Note that in the binary example of MacKay, we have $n=m=2$, whereupon the ratio
reduces to
\begin{eqnarray}
\frac{p(A\prec B\mid D)}{p(B\prec A\mid D)} & \doteq &
\frac{\prod_{j=1}^{2}(c_{\cdot j}+1)}
{\prod_{i=1}^{2}(c_{i\cdot}+1)}
\,,
\end{eqnarray}
which agrees with the solution provided by MacKay.

### Independence of variables

As mentioned briefly in the [introduction](#Background "Section: Background"), there exists the possibility of a special case where two variables are actually independent of each other, and therefore have no edge between them in the Bayesian network. 

In practice, exact independence, even if it exists, is rarely demonstrated in data due to sampling fluctuations. In general, we would need to use an approximate test such as
using $\chi^2$ or covariances to detect independence.

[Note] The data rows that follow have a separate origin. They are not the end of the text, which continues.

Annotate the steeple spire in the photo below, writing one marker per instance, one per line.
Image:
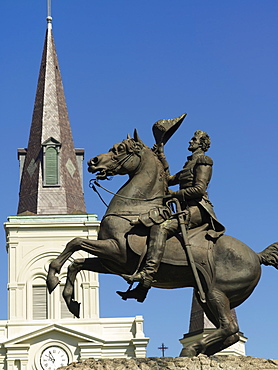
(51, 169)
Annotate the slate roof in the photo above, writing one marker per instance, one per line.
(50, 121)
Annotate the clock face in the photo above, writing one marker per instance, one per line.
(54, 357)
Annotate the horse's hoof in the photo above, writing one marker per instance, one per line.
(188, 352)
(139, 293)
(51, 282)
(74, 308)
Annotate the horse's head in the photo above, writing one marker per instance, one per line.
(123, 158)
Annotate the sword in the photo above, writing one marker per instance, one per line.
(180, 215)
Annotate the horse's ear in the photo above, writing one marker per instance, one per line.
(136, 136)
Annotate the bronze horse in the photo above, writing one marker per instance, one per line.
(230, 272)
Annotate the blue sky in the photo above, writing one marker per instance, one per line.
(126, 64)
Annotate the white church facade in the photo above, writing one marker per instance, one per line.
(40, 332)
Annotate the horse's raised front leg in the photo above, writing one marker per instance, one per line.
(108, 249)
(218, 311)
(90, 264)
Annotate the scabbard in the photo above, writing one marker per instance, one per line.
(191, 261)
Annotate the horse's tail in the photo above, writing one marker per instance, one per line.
(269, 256)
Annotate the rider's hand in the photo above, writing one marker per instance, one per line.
(179, 195)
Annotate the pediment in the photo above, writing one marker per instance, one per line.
(49, 331)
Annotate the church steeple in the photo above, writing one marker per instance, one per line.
(51, 169)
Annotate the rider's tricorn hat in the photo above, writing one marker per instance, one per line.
(165, 128)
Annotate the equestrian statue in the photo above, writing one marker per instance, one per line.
(157, 237)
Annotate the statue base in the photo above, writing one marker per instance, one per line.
(200, 362)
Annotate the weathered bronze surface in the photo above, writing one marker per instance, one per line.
(140, 237)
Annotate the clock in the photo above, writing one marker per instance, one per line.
(54, 357)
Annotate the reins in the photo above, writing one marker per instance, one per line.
(94, 182)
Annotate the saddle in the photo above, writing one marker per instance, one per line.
(175, 253)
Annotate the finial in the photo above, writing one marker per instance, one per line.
(49, 18)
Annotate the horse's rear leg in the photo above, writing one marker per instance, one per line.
(102, 248)
(218, 311)
(90, 264)
(220, 345)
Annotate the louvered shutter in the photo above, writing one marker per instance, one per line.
(39, 302)
(51, 166)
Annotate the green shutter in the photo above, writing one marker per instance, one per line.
(51, 166)
(39, 302)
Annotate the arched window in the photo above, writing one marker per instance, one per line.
(51, 149)
(51, 166)
(40, 299)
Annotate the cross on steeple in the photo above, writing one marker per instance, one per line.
(48, 8)
(51, 168)
(163, 348)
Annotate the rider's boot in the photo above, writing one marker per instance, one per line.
(158, 237)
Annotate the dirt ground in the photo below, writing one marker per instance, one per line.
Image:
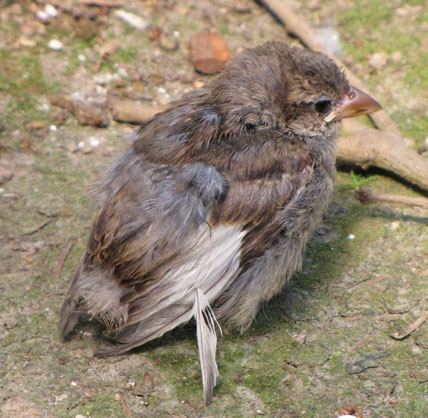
(346, 335)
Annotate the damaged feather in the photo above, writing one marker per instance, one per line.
(207, 343)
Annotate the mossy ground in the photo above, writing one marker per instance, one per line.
(297, 359)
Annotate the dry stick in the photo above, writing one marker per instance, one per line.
(409, 329)
(367, 196)
(101, 3)
(299, 28)
(62, 258)
(363, 146)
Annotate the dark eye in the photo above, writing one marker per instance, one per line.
(323, 105)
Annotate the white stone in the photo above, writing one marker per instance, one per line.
(135, 21)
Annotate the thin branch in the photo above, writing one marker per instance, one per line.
(301, 29)
(367, 196)
(101, 3)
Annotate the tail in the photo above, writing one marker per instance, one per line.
(207, 343)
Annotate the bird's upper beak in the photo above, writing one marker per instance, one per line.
(354, 103)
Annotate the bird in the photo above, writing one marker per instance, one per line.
(208, 213)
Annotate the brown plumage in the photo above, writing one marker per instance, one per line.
(215, 201)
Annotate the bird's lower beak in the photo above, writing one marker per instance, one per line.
(354, 103)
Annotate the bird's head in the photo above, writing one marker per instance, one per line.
(288, 88)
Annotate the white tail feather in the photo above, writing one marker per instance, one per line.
(207, 343)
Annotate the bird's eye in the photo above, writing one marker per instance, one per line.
(323, 105)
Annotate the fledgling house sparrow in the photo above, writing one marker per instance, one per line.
(215, 201)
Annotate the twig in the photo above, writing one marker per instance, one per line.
(367, 196)
(363, 146)
(101, 3)
(299, 28)
(408, 330)
(63, 257)
(38, 228)
(131, 111)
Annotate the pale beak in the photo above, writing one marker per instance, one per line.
(354, 103)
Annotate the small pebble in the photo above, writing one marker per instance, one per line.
(55, 44)
(133, 20)
(394, 225)
(51, 11)
(42, 15)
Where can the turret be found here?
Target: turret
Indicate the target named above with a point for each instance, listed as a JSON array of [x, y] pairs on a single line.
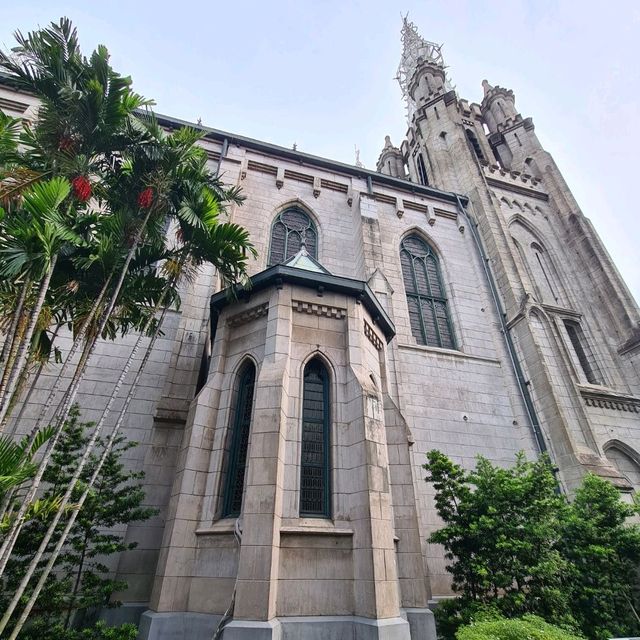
[[499, 108], [390, 161], [511, 137]]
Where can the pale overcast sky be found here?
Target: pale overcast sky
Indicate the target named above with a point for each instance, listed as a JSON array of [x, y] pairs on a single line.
[[320, 74]]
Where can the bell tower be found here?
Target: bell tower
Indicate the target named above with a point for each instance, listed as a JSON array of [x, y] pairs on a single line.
[[567, 316]]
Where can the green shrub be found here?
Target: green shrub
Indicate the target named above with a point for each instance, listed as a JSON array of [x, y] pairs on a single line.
[[525, 628], [99, 631]]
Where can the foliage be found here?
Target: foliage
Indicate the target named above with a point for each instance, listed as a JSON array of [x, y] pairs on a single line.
[[99, 631], [501, 532], [81, 582], [603, 553], [515, 546], [528, 627]]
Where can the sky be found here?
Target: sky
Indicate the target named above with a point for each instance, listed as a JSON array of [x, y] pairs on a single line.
[[320, 74]]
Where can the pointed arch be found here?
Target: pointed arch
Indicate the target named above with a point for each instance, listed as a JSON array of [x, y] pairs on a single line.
[[238, 438], [315, 464], [625, 459], [542, 270], [293, 223], [426, 297]]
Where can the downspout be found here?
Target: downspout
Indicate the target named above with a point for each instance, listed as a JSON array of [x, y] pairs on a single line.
[[523, 384], [223, 154]]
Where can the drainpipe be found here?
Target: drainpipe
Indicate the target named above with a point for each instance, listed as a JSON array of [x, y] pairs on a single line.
[[523, 384], [223, 153]]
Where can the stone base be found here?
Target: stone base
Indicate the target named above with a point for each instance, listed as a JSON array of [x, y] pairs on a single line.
[[129, 612], [177, 625], [200, 626], [253, 630], [422, 623], [341, 627]]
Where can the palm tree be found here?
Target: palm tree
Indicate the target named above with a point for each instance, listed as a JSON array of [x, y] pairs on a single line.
[[142, 179]]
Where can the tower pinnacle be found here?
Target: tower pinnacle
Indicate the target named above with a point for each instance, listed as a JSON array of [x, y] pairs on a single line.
[[415, 50]]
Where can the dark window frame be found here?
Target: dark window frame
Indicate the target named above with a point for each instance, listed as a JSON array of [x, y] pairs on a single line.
[[310, 505], [422, 170], [289, 249], [583, 352], [425, 293], [237, 457]]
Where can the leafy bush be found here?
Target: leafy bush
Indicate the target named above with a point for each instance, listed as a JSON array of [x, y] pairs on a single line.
[[516, 546], [526, 628], [100, 631]]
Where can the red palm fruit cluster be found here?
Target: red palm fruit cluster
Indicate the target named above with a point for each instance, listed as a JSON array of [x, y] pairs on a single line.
[[145, 198], [81, 188], [66, 144]]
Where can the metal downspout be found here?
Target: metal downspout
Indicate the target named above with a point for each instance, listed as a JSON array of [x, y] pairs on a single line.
[[523, 384]]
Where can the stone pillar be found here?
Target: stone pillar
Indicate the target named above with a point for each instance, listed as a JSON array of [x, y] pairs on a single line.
[[374, 560], [256, 591]]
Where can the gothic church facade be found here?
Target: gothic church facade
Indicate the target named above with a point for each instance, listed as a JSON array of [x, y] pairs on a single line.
[[456, 298]]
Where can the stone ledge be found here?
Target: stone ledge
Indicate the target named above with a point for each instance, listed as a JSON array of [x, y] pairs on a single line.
[[595, 396], [225, 526], [448, 352], [315, 531]]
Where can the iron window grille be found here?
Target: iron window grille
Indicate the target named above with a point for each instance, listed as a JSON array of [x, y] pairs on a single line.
[[289, 229], [314, 465], [234, 485], [426, 299]]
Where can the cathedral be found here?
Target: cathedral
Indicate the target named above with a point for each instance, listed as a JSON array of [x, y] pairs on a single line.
[[456, 298]]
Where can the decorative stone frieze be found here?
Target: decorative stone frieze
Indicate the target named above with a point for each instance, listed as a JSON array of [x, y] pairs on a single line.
[[373, 336], [248, 315], [319, 309], [611, 401]]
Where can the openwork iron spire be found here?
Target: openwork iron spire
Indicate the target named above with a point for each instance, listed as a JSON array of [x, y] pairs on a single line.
[[414, 49]]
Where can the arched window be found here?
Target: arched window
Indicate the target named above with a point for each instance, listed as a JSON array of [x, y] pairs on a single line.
[[475, 144], [583, 352], [315, 499], [237, 456], [426, 298], [287, 232], [422, 171]]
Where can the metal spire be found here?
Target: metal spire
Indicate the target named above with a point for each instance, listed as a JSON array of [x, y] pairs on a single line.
[[415, 49]]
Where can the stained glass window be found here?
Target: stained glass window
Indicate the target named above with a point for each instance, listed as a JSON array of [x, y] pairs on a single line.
[[314, 474], [287, 233], [234, 486], [428, 313]]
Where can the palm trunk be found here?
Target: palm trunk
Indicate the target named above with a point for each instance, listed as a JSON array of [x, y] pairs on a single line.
[[12, 536], [77, 341], [10, 347], [25, 402], [73, 389], [13, 327], [21, 357], [78, 506]]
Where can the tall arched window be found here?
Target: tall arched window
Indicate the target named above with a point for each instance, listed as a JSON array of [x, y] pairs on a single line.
[[287, 232], [237, 456], [426, 298], [315, 498], [475, 144], [422, 171]]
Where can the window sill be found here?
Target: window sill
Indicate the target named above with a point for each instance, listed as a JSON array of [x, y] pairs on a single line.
[[447, 352], [222, 527], [313, 526]]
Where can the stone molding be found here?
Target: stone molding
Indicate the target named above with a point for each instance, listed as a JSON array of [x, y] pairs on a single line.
[[322, 310], [373, 336], [610, 400], [248, 315]]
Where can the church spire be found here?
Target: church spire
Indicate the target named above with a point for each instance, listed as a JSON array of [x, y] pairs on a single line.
[[415, 52]]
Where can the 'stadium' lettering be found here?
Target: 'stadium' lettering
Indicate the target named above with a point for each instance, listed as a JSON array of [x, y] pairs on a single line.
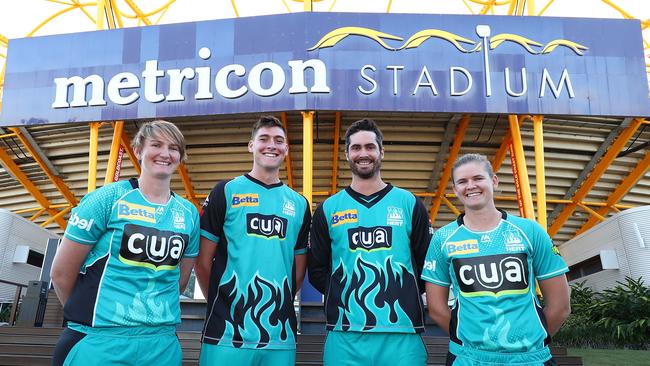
[[370, 238], [152, 248], [492, 275], [229, 81], [267, 226]]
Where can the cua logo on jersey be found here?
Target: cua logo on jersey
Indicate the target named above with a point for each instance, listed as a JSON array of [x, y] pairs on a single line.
[[246, 199], [462, 247], [82, 224], [370, 238], [152, 248], [344, 217], [492, 275], [131, 211], [266, 226]]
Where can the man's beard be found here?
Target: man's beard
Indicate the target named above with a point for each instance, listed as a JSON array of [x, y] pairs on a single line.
[[366, 174]]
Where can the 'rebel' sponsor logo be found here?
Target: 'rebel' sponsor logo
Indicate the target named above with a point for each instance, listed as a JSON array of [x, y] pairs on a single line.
[[82, 224], [266, 226], [370, 238], [152, 248], [492, 275]]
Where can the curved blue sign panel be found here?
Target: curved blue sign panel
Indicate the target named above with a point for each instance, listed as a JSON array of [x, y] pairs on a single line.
[[331, 61]]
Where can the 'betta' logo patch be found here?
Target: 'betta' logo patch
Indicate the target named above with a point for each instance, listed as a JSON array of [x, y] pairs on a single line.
[[246, 199]]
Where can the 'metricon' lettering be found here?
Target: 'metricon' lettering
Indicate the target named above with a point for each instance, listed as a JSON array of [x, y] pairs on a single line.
[[124, 88]]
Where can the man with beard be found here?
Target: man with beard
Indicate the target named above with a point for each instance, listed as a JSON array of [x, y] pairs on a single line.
[[367, 248], [254, 233]]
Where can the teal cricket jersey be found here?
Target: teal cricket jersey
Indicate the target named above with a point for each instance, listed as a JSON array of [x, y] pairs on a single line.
[[258, 229], [366, 254], [493, 275], [130, 277]]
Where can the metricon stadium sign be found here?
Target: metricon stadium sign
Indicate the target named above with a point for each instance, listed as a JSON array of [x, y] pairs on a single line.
[[312, 61]]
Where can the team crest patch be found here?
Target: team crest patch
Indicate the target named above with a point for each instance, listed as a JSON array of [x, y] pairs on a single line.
[[556, 251], [469, 246], [179, 220], [131, 211], [344, 217], [513, 240], [245, 199], [395, 216], [289, 208]]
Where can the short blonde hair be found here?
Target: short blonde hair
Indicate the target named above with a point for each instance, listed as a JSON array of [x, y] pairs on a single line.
[[472, 158], [160, 128]]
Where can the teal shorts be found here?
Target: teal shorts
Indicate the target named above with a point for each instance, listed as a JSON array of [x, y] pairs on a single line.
[[215, 355], [463, 356], [377, 349], [81, 345]]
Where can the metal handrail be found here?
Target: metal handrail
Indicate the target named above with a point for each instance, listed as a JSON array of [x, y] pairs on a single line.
[[14, 306]]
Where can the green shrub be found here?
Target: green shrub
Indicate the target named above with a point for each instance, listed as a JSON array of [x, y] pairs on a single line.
[[616, 317]]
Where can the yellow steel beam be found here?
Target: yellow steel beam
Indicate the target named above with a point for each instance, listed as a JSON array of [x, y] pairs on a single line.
[[187, 184], [591, 211], [15, 170], [540, 174], [595, 175], [501, 153], [126, 144], [335, 151], [307, 155], [530, 6], [446, 173], [118, 129], [450, 205], [37, 214], [523, 186], [58, 182], [287, 159], [626, 184], [541, 12], [141, 16], [92, 156], [101, 14]]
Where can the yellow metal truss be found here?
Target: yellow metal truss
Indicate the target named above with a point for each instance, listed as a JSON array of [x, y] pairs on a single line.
[[114, 13]]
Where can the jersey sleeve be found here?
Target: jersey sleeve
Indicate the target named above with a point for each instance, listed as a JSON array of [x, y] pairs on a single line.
[[319, 255], [436, 267], [420, 233], [214, 213], [303, 234], [420, 237], [89, 220], [547, 261], [195, 236]]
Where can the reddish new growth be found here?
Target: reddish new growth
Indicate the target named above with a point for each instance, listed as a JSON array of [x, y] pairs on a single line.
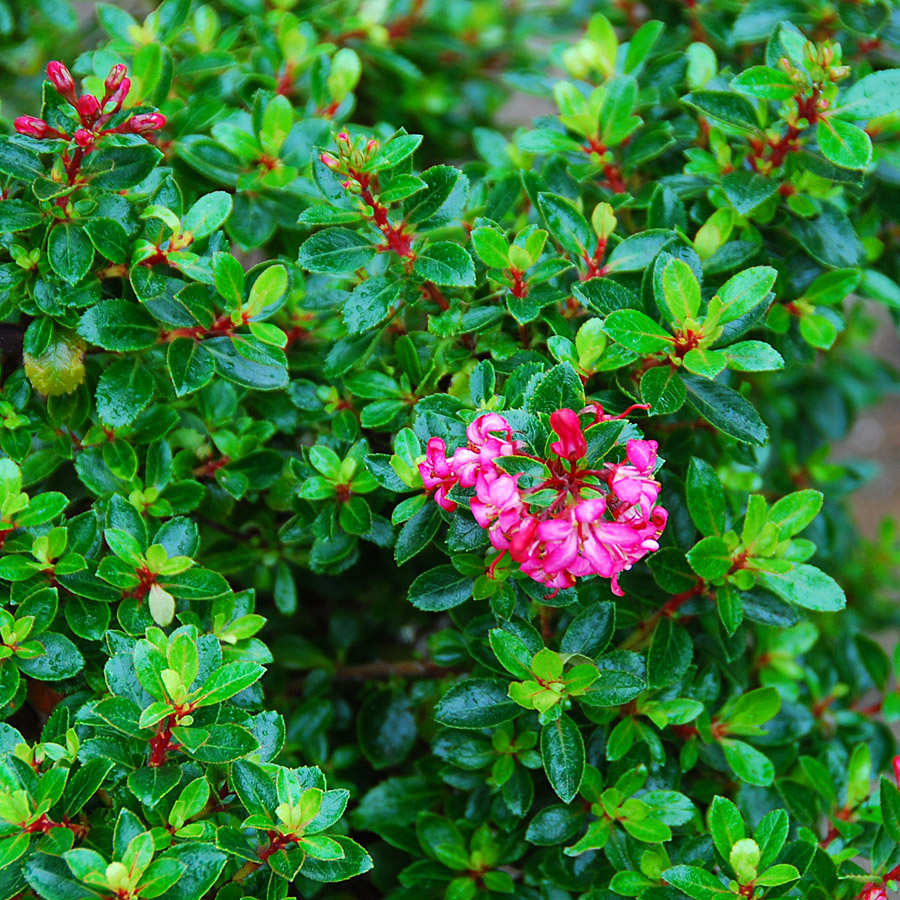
[[611, 172], [351, 161], [808, 111], [93, 114], [579, 521]]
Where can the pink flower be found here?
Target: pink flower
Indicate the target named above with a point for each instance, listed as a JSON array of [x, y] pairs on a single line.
[[88, 107], [437, 474], [62, 80], [574, 536], [145, 122], [36, 128], [114, 79], [571, 444]]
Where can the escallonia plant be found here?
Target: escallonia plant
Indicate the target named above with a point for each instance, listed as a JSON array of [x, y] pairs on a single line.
[[399, 499]]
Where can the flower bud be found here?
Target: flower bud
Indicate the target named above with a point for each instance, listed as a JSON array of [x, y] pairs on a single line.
[[162, 605], [115, 78], [145, 122], [571, 444], [117, 98], [61, 78], [33, 127], [88, 107], [84, 139]]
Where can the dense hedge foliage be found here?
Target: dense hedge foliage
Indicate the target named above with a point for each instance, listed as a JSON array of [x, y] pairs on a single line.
[[501, 452]]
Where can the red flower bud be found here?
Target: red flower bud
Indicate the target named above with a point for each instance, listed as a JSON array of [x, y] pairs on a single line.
[[119, 94], [61, 78], [85, 139], [34, 127], [88, 107], [571, 444], [114, 79], [144, 122]]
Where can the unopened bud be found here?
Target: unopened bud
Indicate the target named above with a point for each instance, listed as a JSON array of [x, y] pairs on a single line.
[[88, 107], [162, 605], [115, 78], [117, 98], [61, 78], [84, 139], [34, 127], [145, 122]]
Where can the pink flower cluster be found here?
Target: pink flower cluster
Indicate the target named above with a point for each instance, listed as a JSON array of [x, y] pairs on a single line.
[[601, 522], [93, 113]]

How does the above ratio test perform on independent data? For simplicitly,
let us invent data such that variable $A$ is either 0 or 1 with probabilities 0.1 and 0.9, respectively. Independently, variable $B$ is also either 0 or 1 with probabilities 0.4 and 0.6, respectively. For $N=1000$ observations, the counts are given by the table:

| A | B | | |
| --- | --- | --- | --- |
|     | *0.4* | *0.6* | **sum** |
| *0.1* | 40  | 60  | **100** |
| *0.9* | 360 | 540 | **900** |
| **sum** | **400** | **600** | **1000** |

On these data, the ratio test gives
\begin{eqnarray}
\frac{p(A\prec B\mid D)}{p(B\prec A\mid D)} & \doteq &
\frac{(400+1)\,(600+1)}
{(100+1)\,(900+1)}\approx\frac{8}{3}
\,.
\end{eqnarray}
In other words, even though the counts are exactly independent, the test suggests that hypothesis
$A\prec B$ is two to three times as likely as hypothesis $B\prec A$.

In practical terms, does it matter if an edge is created between two supposedly
independent variables? Surely if the parent-child dependence is weak, then the model
should also demonstrate weak dependence, e.g. by inferring similar model parameters for different categories. Conversely, if the dependence is strong, then the model parameters should be quite different for different categories.

However, the problem still remains of attempting to interpret the presence and direction of edges as implying some sort of causality, especially if an edge is spurious.